The shed to the left housed three government messengers on their way to the government’s eastern headquarters with explosive dispatches. All mail carriers now strapped C-4 around their documents and then placed it around their chests. Trying to steal the letters ended in destroyed messages and a dead mailman.
On the farthest side of the station, three families were going about their daily lives in fr
ont of tents and wagons, and it took Edward a minute of watching to finish estimating the number of people here. He would spend time later observing each group, judging, getting details to verify his assumptions.
“Fifty or so. I expected less,” Edward observed.
“Maybe they heard Lincoln was holding on,” Billy suggested.
“Is it good or bad to have so many?” Jacob asked, seeing one of the families had a slave washing clothes outside their tent. He could tell by the ugly tattoo on the thin man’s cheek.
“If you’re in the middle, it might be great,” Alexa quipped.
Edward forced a smile. “True.” He’d also seen the slave family, but it was the traders he glared at as they walked through the gawking station of travelers.
Their last days of giants, zombies, a wizard had taken a small toll that was well hidden except for Paul, who didn’t understand that jokes were a great coping mechanism for nerves. He still thought complaining was the best way to go.
“You missed a few on the count,” Alexa said, subtly calming them.
“Where?” Edward asked, scanning the slaver’s shelter harder. He’d only counted five pieces of property there.
“Out patrolling, and under the main barn. They have a couple stashed. Women who tried to pass, I assume,” Alexa stated.
That sent anger through their group and Alexa was satisfied. She didn’t know for sure that all the females she’d sensed were being held against their will, but at least one of them was. Her silent misery had been impossible to miss during Alexa’s mental sweep of the area.
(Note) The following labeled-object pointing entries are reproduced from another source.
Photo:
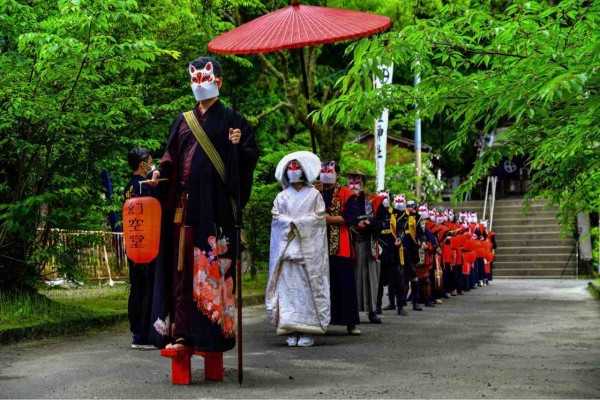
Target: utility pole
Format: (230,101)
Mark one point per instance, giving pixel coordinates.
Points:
(418,144)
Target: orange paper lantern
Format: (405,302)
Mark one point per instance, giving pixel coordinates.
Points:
(141,228)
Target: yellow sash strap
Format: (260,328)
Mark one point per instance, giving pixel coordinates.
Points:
(208,148)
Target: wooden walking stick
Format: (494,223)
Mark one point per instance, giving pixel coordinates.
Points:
(237,209)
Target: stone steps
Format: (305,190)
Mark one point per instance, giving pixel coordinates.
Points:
(530,244)
(541,251)
(525,241)
(507,256)
(547,272)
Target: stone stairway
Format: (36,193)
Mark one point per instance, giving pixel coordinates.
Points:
(530,245)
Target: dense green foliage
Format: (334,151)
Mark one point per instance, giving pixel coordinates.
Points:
(83,81)
(532,69)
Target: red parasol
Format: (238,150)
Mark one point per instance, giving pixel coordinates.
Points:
(294,27)
(298,26)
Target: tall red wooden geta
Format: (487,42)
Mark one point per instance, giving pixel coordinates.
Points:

“We’ll have to do something about that while we’re here,” Edward said, turning his menace toward the mapmaker and his three gunfighters.
“When they let them out to play,” Alexa answered, leading her men to the center warehouse as the watching travelers gaped and whispered. “Be careful of the slavers, as well. They used to be carnival owners. They often take their captives from the audiences.”